Predictably, her response was outrage, for no investigator likes to be wrong. “That’s utter nonsense, Mike. We considered doing those penile arousal tests before the trial. That is, the defence considered the tests, but the truth is they’re unreliable. So these results prove nothing.”

Already worried and frazzled, Green had neither time nor patience for bruised egos. He had a case to solve, and even more importantly, a daughter to find. He stirred his coffee slowly while he counted to five and mustered the limited tact at his disposal.
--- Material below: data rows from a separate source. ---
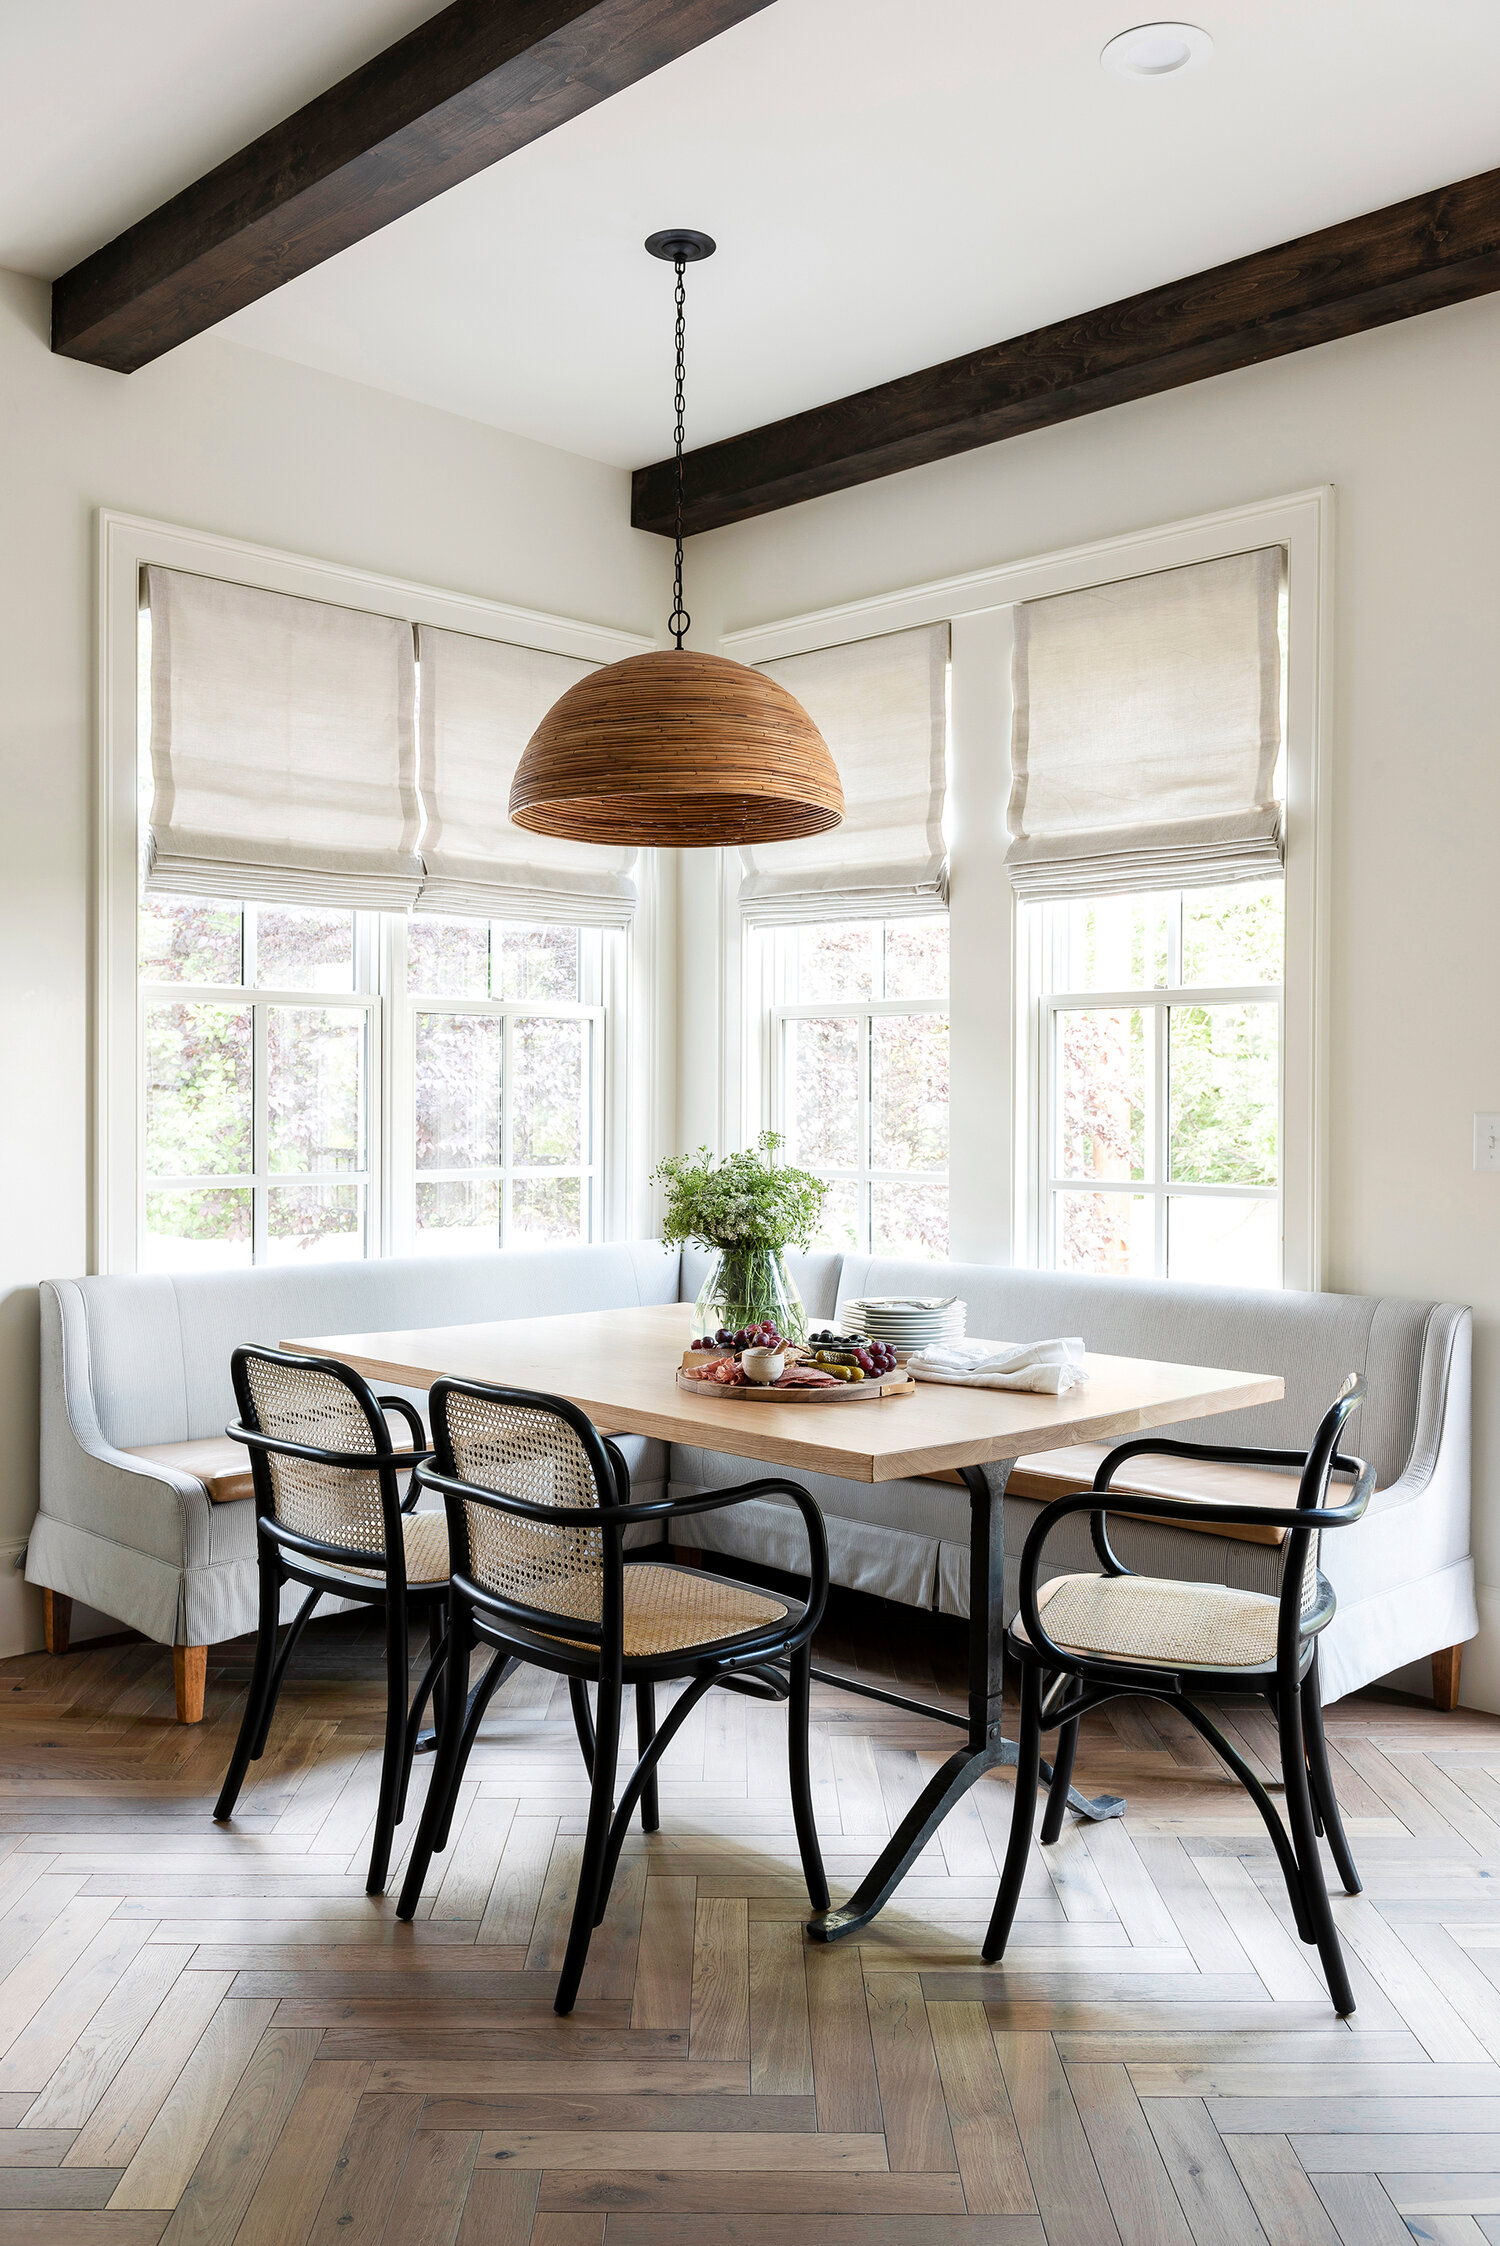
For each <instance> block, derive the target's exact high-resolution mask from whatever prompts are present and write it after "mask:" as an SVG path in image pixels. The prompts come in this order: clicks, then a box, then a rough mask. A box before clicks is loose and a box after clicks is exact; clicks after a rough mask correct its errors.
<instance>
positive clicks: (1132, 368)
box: [631, 171, 1500, 537]
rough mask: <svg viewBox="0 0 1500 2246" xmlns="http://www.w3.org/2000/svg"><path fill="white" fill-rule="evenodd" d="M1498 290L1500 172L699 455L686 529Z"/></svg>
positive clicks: (688, 463) (638, 485)
mask: <svg viewBox="0 0 1500 2246" xmlns="http://www.w3.org/2000/svg"><path fill="white" fill-rule="evenodd" d="M1496 287H1500V171H1487V173H1482V175H1480V177H1475V180H1460V182H1457V184H1455V186H1442V189H1435V191H1433V193H1430V195H1412V198H1410V200H1408V202H1394V204H1390V207H1388V209H1383V211H1370V213H1365V216H1363V218H1350V220H1345V222H1343V225H1338V227H1325V229H1323V231H1320V234H1305V236H1302V238H1300V240H1296V243H1280V245H1278V247H1275V249H1257V252H1255V254H1253V256H1249V258H1235V261H1233V265H1217V267H1213V270H1210V272H1201V274H1190V276H1188V279H1186V281H1172V283H1168V285H1165V287H1154V290H1145V292H1143V294H1141V296H1127V299H1123V303H1107V305H1103V308H1100V310H1096V312H1082V314H1078V319H1062V321H1058V323H1055V326H1051V328H1035V330H1033V332H1031V335H1015V337H1010V339H1008V341H1004V344H990V346H988V348H986V350H975V353H968V355H966V357H961V359H948V362H945V364H943V366H927V368H923V371H921V373H916V375H900V377H898V380H896V382H880V384H876V389H869V391H858V393H856V395H853V398H838V400H835V402H833V404H826V407H813V409H811V411H808V413H793V416H790V418H788V420H779V422H768V424H766V427H763V429H750V431H748V433H746V436H732V438H725V440H723V442H721V445H705V447H703V449H701V451H689V454H687V458H685V508H683V528H685V530H721V528H723V526H725V523H743V521H748V519H750V517H752V514H768V512H772V510H775V508H790V505H795V503H797V501H802V499H822V496H824V494H826V492H844V490H849V487H851V485H856V483H871V481H874V478H876V476H894V474H898V472H900V469H905V467H923V465H927V463H930V460H950V458H952V456H954V454H961V451H970V449H972V447H977V445H995V442H999V440H1001V438H1008V436H1024V433H1026V431H1031V429H1049V427H1053V422H1064V420H1076V418H1078V416H1082V413H1103V411H1105V409H1107V407H1118V404H1125V402H1129V400H1134V398H1152V395H1154V393H1156V391H1172V389H1179V386H1181V384H1183V382H1201V380H1204V377H1206V375H1224V373H1231V371H1233V368H1240V366H1255V364H1257V362H1260V359H1275V357H1280V355H1282V353H1289V350H1307V348H1309V346H1311V344H1329V341H1334V339H1336V337H1343V335H1359V332H1361V330H1363V328H1381V326H1385V323H1388V321H1392V319H1410V317H1412V314H1415V312H1433V310H1437V308H1439V305H1446V303H1462V301H1464V299H1466V296H1484V294H1487V292H1489V290H1496ZM631 521H633V526H635V528H638V530H656V532H660V535H662V537H671V528H674V463H671V460H658V463H656V465H653V467H640V469H635V476H633V490H631Z"/></svg>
He deliberately couched his theory in tentative terms, because until he had MacPhail’s ruling on the cause of death, his conclusions, however compelling, were pure conjecture. “I think Matthew Fraser may have been murdered. I think he was innocent of the abuse, but figured out who really did it. So let’s just play what if, okay? Let’s look at what other men were around in Rebecca’s life ten years ago.”

“I can’t believe you’re going to put innocent people through all this again.”

His tact began to desert him. “To flush out the guilty one? Yes.” He held up his thumb. “Number One on my list. Quinton Patterson.”

She stared him down across the table for a long, sullen moment. Finally she seemed to sag, and a flicker of worry pinched her brow. “You like to start small, don’t you?”

“He had daily access. And aren’t stepfathers and mother’s boyfriends the most frequent perpetrators of sexual abuse against little girls? In fact, don’t pedophiles often hook up with the mothers just to have access to their children?”

“Statistically, yes,” she admitted without enthusiasm. She blew across her coffee to cool it. “That doesn’t make all stepfathers bad guys.”

Green put his finger on an inconsistency that had nagged him all along. “But Patterson was a good-looking and promising young professional. He could have had the pick of the pack, yet he chose a vulnerable single mother saddled with two messed up children. Alcoholic on top of it, I understand.”

Devine shook her head sharply. “The drinking came afterwards, when not only her daughter’s but her son’s life went off the rails. When I first met Anne Patterson, she was one of those women who turned heads without even trying. Anyway, vulnerable would have appealed to Quinton Patterson, giving him a chance to play white knight. In case you haven’t noticed, he’s a take-charge kind of guy.”

Control freak is the term I’d use, Green thought, but she had a point. Quinton had come on the scene just as Anne was being hammered in court by her ex-husband, allowing Quinton to show off his dazzling legal skills.

Devine took a careful sip and wagged her finger. “I certainly wouldn’t put him ahead of her biological father. Becky spent every second weekend with Steve Whelan, and he was a piece of work. Selfish and manipulative, used the kids to get back at their mother. I could see him telling Becky she owed it to him.” She mimicked a wheedling male voice. “‘Make Daddy feel good, honey. Mommy’s so mean to Daddy, but Becky loves Daddy, doesn’t she? Daddy’s so lonely...that’s my special girl.’”

Green grimaced. “I get the picture. But Steve Whelan took a strange stance; he never believed Fraser was guilty, and he accused Quinton flat out of blaming Fraser to deflect the guilt from himself. Said Quinton planted the idea in Becky’s head. If Steve were guilty himself, why wouldn’t he lie low and hope the spotlight stayed firmly on Fraser? Why invite scrutiny?”

Devine rolled her eyes. “How many times have criminals thought themselves invincible, Green? And how many times has their own sick agenda—in this case his hatred of Patterson—won out over common sense?”